NEW YORK (CBSNewYork) – The helicopter tour company behind a deadly crash in the East River earlier this month continues to sell tickets for open-door flights, even though this type of flight was prohibited after the accident.
Investigators found all five passengers on board drowned, because they couldn't escape their safety harnesses, specially designed for open-door flights. The Federal Aviation Administration has since issued new requirements for the harnesses and suspended all doors-off tours until those requirements are met.
But as the helicopter tour company, FlyNYON, makes the adjustments, it's still selling tickets – even as customers who bought theirs before are waiting on refunds, CBS2's Ali Bauman reported.
Tickets can still be purchased for an open-door flight on the company's website for about $200, and it continues to regularly advertise the tours on social media.
After the fatal accident on March 11, the FAA determined FlyNYON's harnesses, "can significantly delay or prevent passengers from exiting the aircraft in an emergency," and banned all doors-off tours until the company proves its harnesses "can be quickly released by a passenger."
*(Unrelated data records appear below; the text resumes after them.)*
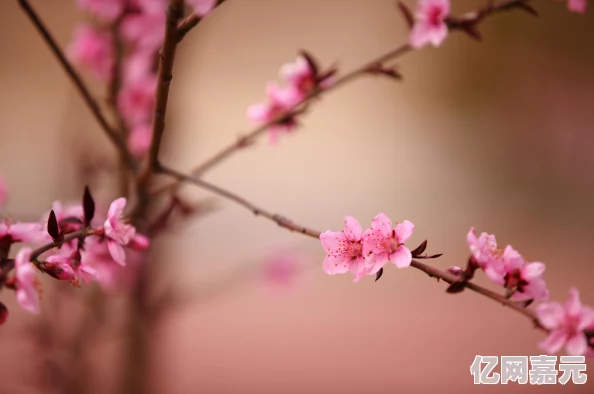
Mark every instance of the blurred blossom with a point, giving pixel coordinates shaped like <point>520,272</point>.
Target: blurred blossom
<point>108,10</point>
<point>281,270</point>
<point>26,284</point>
<point>92,50</point>
<point>566,324</point>
<point>430,26</point>
<point>202,7</point>
<point>146,30</point>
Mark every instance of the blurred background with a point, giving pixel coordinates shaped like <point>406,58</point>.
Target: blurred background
<point>496,135</point>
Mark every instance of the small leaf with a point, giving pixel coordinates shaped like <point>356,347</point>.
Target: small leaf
<point>88,206</point>
<point>52,227</point>
<point>456,287</point>
<point>420,249</point>
<point>407,14</point>
<point>379,274</point>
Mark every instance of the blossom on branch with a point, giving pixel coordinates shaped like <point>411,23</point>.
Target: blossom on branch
<point>108,10</point>
<point>566,324</point>
<point>430,26</point>
<point>26,284</point>
<point>92,49</point>
<point>365,253</point>
<point>119,233</point>
<point>382,243</point>
<point>507,267</point>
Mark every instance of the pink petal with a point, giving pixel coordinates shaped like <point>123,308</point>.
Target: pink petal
<point>383,224</point>
<point>28,299</point>
<point>577,344</point>
<point>116,209</point>
<point>496,272</point>
<point>202,7</point>
<point>573,306</point>
<point>331,241</point>
<point>551,315</point>
<point>401,257</point>
<point>117,252</point>
<point>334,265</point>
<point>586,319</point>
<point>531,271</point>
<point>554,342</point>
<point>352,229</point>
<point>404,231</point>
"They said that they were in full compliance with FAA, assured me that it was safe to fly with them, and that they'd be resuming doors-off flights within the coming weeks," FlyNYON customer Brielle Doremus told Bauman.
Doremus bought two tickets before the East River Crash and was supposed to fly days after.
"I would not have paid $400 for a helicopter flight, ever. I only did because it was unique," she said. "Then to hear that it's not safe and that five people died doing this is terrifying."
She's not alone. Online, customers are demanding FlyNYON give refunds for cancelled flights. One asked, "Why does your company have plenty of time to post advertisements on Instagram, but no time to respond… regarding the refund?'
FlyNYON responded, saying, "Our doors-off flights will be resuming in the coming weeks."
Aviation expert Dan Rose said the company must completely redesign its harnesses to meet the new regulations.
"It's not going to be a week, it's not going to be a month, it's not going to be a few months," he said. "For the FAA to approve something like that is going to take a while, and a thorough investigation, and a lot of testing."
FlyNYON told CBS2 it is not offering refunds on existing flights and open-door tours will resume in April, asserting, "Our flights have always been and will continue to be operated in full compliance with applicable FAA regulations."
The company said it did give some refunds to customers directly after the crash. Everyone else is eligible to exchange their tickets for flight credit.
Bauman tried asking the company how its new harnesses will differ from the ones used during the crash, but has not heard back.